Esto decía Manuel Cobo en aquella entrevista   en  El País: "Los que no han dado a mi partido más que malas noticias y rumores de las peores cosas no pueden poner en este espectáculo de la miseria humana a Rodrigo Rato Figaredo. Es de vómito y más si viene de aquellas personas cercanas, hoy, a Esperanza Aguirre, presidenta de mi partido en Madrid, que deben a Rodrigo todo lo que son. Si tuvieran un gramo de vergüenza, deberían decir todo lo que digo yo y más. Estoy de acuerdo con Javier Arenas en que Rodrigo Rato sería un lujo para la presidencia de Caja Madrid".

Caja Madrid fue, durante tiempos, un campo de batalla en el que Aguirre jugó fuerte, al igual que Alberto Ruiz-Gallardón y los suyos, como evidencian   los correos de Miguel Blesa. La primera, para colocar a González al frente de la caja; los segundos, para situar a Rodrigo Rato. Mariano Rajoy inclinó la balanza hacia Rato.

Eso sí, mientras tanto, la caja sirvió para colocar a los afines, tanto políticos como empresarios, que se beneficiaron de las   tarjetas 'black' a efectos fiscales: además de los propios Miguel Blesa y Rodrigo Rato, por el consejo de Caja Madrid pasaron  Arturo Fernández,  Gerardo Díaz Ferrán  Beltrán Gutiérrez  (exgerente del PP madrileño y marido de la exjefa de Gabinete de Aguirre, Isabel Martínez Cubells),  Pablo Abejas  (exdirector general de Economía de Madrid),   Carmen Cafranga (exdirectora de la Fundación Caja Madrid),   Ricardo Romero de Tejada (ex secretario general del PP madrileño),   Mercedes Rojo  (exasesora del Gabinete de Aguirre),   Juan Iranzo  (exconsejero del CES y Red Eléctrica, habitual de Intereconomía y 13tv) y   Alberto Recarte  (expresidente de Libertad Digital, beneficiada por el reparto de TDT), entre otros.

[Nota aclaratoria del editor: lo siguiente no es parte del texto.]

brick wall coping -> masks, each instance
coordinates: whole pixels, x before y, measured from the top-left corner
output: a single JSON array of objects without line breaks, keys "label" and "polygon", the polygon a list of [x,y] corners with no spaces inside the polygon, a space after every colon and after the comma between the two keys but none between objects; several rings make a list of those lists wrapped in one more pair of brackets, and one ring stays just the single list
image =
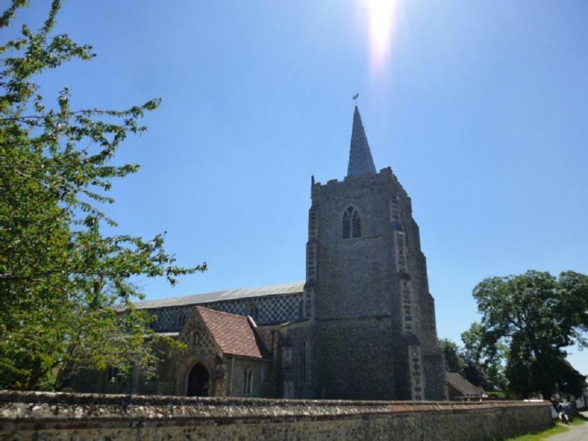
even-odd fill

Pero las relaciones entre empresarios y la Puerta del Sol no acaban ni empiezan en Caja Madrid.   Un ejemplo: el entonces presidente de la Comunidad de Madrid, Ignacio González, no volvió a España con el resto de la comitiva olímpica de Madrid 2020 trasladada a Buenos Aires en septiembre de 2013. González voló en el avión privado del presidente de Grupo ACS y del Real Madrid, Florentino Pérez, que también se desplazó a Argentina, y a bordo iba también la consejera de Educación, Juventud y Deportes, Lucía Figar.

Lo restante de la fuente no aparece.